# Proplan Sensitive skin and stomach



## MidasMom (Jun 2, 2010)

So I am thinking of making the switch. Who is lovin' it? I have my guys on TOTW and they do fine on it, however, it is kinda pricey. I actually had my two year old, Midas, on Proplan, just the regular kind, and he did great on it. I guess I kinda got pushed into trying another food since Proplan had such bad reviews, but I did like the Proplan. I have never tried the sensitive skin and stomach version before and Midas has sensitive, seasonal allergy type skin so I am hoping it will be good for him. Graham has no issues so far and both my guys are not picky, heck, they would probably eat pieces of drywall if I let them and they would like that just the same, LOL. Just wondering who is having good results with the Proplan. And if you are, someone slap me and tell me not to look at the reviews and go what works for my dogs. Thanks!


----------



## Florabora22 (Nov 30, 2008)

I love it! Flora did not do well on foods like Blue Buffalo, Orijen and Solid Gold (bad bad colitis) and so I switched her over to Purina Sensitive when she was 8 months. Occasionally I would get to thinking I needed to feed her a more "premium" food when I would read some dog food reviews, but I now realize that that was silly of me. The food works wonderfully with Flora: her coat is shiny, energy level good, she LOVES the food, and it works for my budget.

In the end, you need to choose the food that works best for you and your dogs. It may be TOTW, it may be Purina PP, or it may be something else!. Good luck!


----------



## hotel4dogs (Sep 29, 2008)

yikes, never argue politics, religion, or DOG FOOD!
Reviews are typically given by people with an agenda, or with a strong slant toward some type of food, be it raw, grainfree, whatever. Ignore them.
Feed your dog what works for YOUR DOG. They're all different.
My two senior goldens have always eaten Pro Plan foods. Heck, most of the *more premium* foods haven't even been around as long as my guys are old (14-1/2 and 13-1/2). How would I know if those foods are *really good* until others have had dogs live as long on them as my guys have lived on Pro Plan? My guys aren't laboratory rats or guinea pigs, we'll stick with something that's been proven. JMO of course. 
Tito, the youngster, eats Pro Plan sensitive skin and stomach and has done great on it. Tiny gets Pro Plan large breed senior, as did Toby until he had to be put on a prescription food. 
I think their ages, and general good health, is proof enough for me that Pro Plan works for my dogs.


----------



## Nyahsmommy (Jul 23, 2011)

Nyah loves it. When we brought her home from the breeder she was on beneful... yuck. She wasn't a fan and neither was I . We switched her to pro plan and she loves it... My boyfriend's dad use to work in the purina factory all his life and says thats the best dog food you can buy. All real meat, no bad stuff in it.


----------



## Megora (Jun 7, 2010)

I feed my guy something else, but PP SS&S was one of those I offered to Jacks for a couple months. He LOVED that kibble and always nommed it right down. And as far as I can tell did not cause any stomach or digestion upset. 

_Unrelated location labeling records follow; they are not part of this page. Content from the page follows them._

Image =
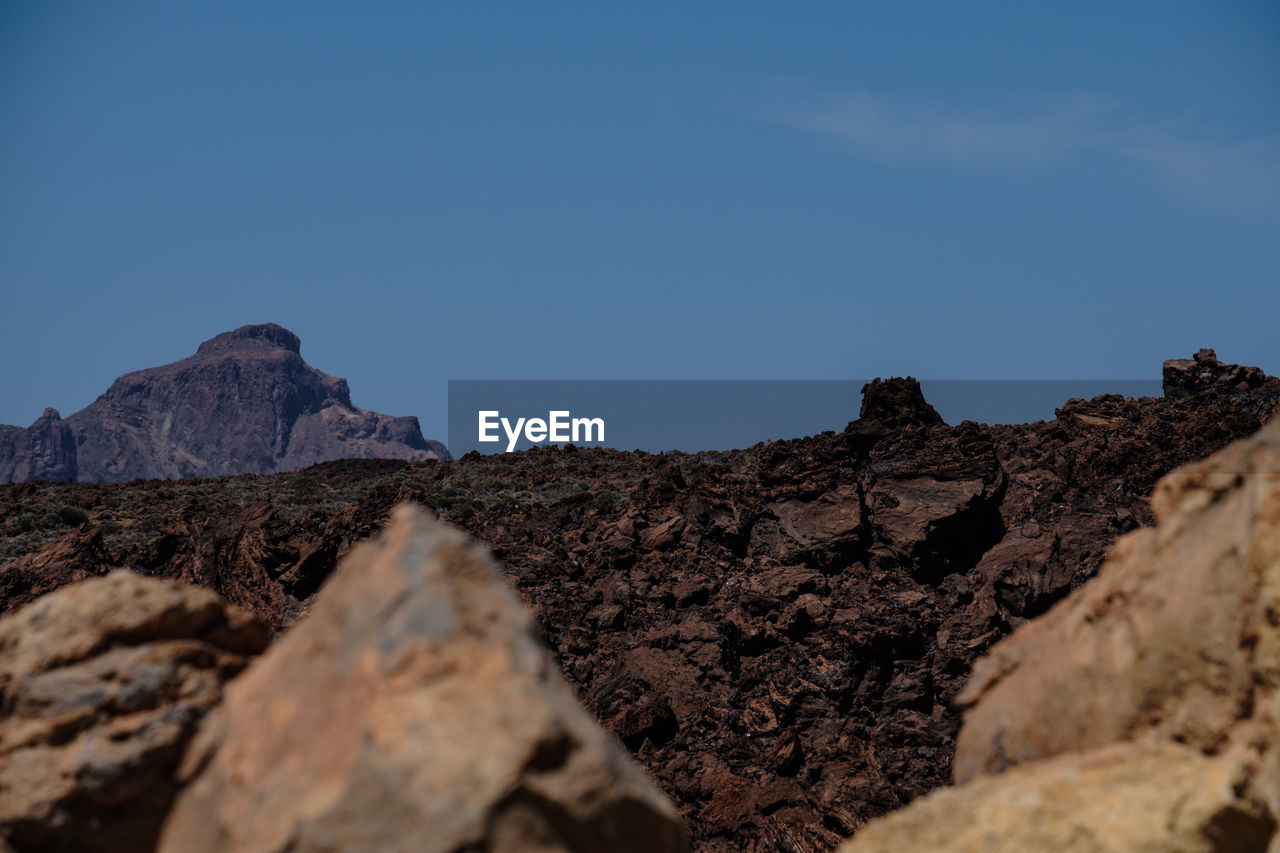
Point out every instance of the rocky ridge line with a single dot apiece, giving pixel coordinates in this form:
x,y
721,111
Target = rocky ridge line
x,y
245,404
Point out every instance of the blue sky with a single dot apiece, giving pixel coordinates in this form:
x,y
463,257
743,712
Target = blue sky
x,y
737,190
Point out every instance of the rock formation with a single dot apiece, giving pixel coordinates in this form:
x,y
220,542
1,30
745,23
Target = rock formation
x,y
44,451
1143,711
101,687
246,402
412,710
776,633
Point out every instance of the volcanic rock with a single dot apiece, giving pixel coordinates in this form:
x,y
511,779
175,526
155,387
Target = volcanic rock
x,y
101,687
44,451
1143,711
777,633
1164,798
246,402
1203,372
412,710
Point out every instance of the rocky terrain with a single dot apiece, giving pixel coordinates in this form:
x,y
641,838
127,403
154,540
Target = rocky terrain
x,y
777,634
246,402
1143,711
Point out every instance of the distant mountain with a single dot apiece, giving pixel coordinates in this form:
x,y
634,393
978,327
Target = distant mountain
x,y
245,404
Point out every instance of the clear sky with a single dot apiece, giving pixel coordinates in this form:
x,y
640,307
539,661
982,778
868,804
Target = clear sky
x,y
426,191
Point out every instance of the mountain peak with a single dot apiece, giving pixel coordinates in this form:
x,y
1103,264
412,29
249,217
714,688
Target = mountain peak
x,y
264,334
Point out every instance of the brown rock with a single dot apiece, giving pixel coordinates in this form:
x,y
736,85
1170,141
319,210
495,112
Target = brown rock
x,y
101,687
412,710
1120,799
1141,712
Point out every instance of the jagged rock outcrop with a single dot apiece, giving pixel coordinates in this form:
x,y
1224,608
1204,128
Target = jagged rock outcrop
x,y
246,402
412,710
1143,711
101,687
776,633
1203,372
44,451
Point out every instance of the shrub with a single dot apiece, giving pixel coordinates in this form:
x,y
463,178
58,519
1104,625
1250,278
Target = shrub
x,y
72,515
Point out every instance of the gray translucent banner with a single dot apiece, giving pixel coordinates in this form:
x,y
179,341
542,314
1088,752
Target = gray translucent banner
x,y
722,414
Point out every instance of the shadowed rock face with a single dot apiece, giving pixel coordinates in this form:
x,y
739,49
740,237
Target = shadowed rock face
x,y
44,451
1142,712
245,404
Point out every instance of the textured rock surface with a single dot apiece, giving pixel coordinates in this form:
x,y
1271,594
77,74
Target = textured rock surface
x,y
246,402
414,710
1143,711
1121,799
775,633
1176,638
44,451
101,687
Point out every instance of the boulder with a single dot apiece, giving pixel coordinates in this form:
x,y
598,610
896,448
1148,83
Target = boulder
x,y
1119,799
412,710
101,687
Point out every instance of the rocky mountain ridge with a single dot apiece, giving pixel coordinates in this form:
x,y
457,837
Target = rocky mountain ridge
x,y
777,634
246,402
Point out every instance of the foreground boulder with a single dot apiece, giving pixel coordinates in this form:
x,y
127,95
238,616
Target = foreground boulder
x,y
1141,712
101,687
412,710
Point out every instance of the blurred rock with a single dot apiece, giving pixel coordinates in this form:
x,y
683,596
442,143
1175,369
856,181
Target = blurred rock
x,y
412,710
101,687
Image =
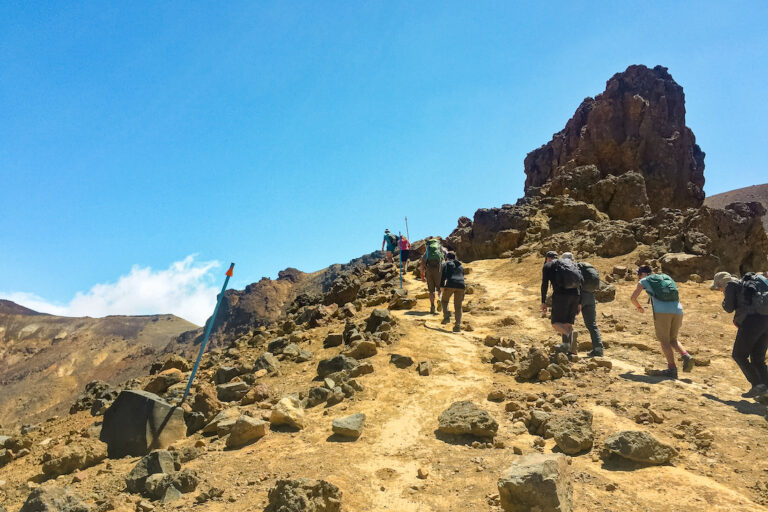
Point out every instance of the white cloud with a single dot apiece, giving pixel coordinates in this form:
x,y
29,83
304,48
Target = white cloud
x,y
185,289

It was not that much cheaper than what I feed him right now ($28 for 15lb bag vs $29 for 18lb bag). The reason why I feed him the kibble he's on right now is because I can switch flavors and bags when I want. He's not going to be stuck eating salmon all the time. <- And that's probably for me; he doesn't care what I feed him.

I like dog review sites simply because I like to see what I'm feeding my dog and why and what the naysayers think it's BAD. Sometimes knowing can be reassuring if you choose to continue feeding that food.

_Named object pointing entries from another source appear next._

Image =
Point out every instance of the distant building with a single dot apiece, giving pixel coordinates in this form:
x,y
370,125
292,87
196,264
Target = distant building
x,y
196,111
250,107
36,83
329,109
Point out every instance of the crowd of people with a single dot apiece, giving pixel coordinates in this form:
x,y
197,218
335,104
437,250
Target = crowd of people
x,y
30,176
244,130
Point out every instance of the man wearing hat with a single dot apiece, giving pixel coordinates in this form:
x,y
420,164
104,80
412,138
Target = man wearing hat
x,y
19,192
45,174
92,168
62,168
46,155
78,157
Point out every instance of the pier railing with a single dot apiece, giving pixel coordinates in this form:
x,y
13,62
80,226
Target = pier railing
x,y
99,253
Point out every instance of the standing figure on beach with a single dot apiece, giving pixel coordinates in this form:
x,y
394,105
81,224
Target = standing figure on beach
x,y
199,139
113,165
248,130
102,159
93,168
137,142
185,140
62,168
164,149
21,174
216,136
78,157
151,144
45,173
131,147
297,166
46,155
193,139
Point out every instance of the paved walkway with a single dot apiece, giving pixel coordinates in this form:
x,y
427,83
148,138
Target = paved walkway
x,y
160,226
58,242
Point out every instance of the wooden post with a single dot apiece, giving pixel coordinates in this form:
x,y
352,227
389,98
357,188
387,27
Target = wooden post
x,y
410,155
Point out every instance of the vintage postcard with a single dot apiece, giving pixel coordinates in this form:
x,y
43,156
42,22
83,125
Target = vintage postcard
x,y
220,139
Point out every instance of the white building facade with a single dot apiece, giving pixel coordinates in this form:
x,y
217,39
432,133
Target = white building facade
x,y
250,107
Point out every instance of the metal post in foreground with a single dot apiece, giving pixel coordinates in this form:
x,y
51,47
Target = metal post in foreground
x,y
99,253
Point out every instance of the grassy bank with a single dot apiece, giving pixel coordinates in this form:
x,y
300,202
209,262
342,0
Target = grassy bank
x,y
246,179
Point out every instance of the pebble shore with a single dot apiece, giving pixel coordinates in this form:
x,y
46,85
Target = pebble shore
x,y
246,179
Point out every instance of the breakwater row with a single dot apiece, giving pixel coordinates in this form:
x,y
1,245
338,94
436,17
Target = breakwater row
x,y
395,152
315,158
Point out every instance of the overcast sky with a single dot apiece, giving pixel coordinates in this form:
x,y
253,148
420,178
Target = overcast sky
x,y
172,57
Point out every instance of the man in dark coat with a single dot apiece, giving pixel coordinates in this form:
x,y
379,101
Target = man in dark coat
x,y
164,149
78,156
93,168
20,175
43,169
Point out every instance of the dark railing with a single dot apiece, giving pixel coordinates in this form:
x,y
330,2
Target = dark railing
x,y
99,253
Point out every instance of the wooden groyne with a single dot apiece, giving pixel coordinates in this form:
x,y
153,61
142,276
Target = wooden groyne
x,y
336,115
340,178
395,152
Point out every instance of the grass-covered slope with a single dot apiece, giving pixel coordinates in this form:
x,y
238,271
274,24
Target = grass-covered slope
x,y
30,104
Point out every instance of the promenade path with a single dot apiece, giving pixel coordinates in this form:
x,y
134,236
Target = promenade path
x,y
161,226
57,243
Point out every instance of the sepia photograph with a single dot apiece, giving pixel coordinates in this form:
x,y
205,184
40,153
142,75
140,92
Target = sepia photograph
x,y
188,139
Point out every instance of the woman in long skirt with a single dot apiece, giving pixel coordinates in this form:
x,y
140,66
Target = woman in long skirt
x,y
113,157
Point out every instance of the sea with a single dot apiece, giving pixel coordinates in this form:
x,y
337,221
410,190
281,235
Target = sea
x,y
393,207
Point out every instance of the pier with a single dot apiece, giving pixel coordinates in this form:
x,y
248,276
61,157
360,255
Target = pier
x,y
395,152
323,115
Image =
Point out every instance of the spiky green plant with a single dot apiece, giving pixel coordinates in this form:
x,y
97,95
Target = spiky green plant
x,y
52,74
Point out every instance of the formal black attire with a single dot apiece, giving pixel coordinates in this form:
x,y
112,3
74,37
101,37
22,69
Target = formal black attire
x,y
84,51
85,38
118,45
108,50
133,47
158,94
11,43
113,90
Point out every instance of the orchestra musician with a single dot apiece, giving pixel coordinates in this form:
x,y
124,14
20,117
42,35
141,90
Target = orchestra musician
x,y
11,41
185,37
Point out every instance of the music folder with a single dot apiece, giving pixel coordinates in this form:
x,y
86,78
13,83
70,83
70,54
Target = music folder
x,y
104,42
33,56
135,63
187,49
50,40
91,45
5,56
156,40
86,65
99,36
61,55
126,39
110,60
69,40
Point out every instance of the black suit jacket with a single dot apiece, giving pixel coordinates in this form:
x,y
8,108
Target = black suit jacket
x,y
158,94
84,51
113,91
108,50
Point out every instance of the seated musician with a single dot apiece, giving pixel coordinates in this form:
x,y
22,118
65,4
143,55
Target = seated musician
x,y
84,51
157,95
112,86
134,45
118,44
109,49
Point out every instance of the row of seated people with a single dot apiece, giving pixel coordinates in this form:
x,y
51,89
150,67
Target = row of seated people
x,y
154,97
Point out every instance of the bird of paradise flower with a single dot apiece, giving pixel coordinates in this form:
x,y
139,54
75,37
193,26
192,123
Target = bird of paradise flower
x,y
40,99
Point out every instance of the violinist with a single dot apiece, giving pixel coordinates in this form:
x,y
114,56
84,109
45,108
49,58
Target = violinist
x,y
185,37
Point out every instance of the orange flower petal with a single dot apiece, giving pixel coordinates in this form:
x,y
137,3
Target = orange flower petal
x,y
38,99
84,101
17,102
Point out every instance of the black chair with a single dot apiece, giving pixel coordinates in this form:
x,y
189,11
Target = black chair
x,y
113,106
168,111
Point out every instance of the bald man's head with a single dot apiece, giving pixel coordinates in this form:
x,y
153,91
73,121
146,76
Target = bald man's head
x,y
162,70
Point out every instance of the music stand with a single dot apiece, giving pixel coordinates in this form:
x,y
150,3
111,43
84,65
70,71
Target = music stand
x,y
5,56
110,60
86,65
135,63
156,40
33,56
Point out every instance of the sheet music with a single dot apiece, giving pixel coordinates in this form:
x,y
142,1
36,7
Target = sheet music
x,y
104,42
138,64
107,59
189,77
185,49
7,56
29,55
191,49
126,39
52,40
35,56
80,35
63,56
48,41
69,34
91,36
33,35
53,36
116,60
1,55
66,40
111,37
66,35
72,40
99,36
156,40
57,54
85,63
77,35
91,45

Some review sites are better than others.

The one site I like does not review Pro Plan Sensitive Skin and Stomach. Their review is for the regular food. As far as I know, the only problem they'd have with PPSS&S is the synthetic K ingredient.


----------



## jwemt81 (Aug 20, 2008)

We've been feeding Pro Plan Sensitive Skin & Stomach for about 8 or 9 months now and have had excellent results with it. Before that, we were feeding Fromm, but our boys had horrible coats and kept losing weight on it. They now have excellent coats and have put on some much needed bulk. They have never looked this good. I swear their coats have gotten almost twice as thick since being on this food. We also started our 5-month-old GSD puppy on this food and she is really thriving on it as well. We've been down the whole grain-free and "holistic" route with terrible results. Pro Plan is definitely what we're staying with. Like others have said, Pro Plan has been around for decades and has proven to be a good, solid food that many dogs (and cats) thrive on. I would just avoid the Pro Plan Selects.


----------



## magiclover (Apr 22, 2008)

I switched Jazz over to the Sensitive Skin and Stomach from the Chicken and Rice a few months ago due to excessive scratching and skin and stomach upset. She is doing very well on it. Previously had done great on the Chicken and Rice. I don't know about bad reviews but some of our most respected breeders on the forum use and recommend ProPlan. I do believe that the Shredded Formula was not a popular choice though.


----------



## dberk (Jul 5, 2011)

I just switched both mine over to it from Canidae, Blue, ...

Now that I am feeding two dogs (and have 3 kids in college) - the costs are getting out of hand so giving PP a try. 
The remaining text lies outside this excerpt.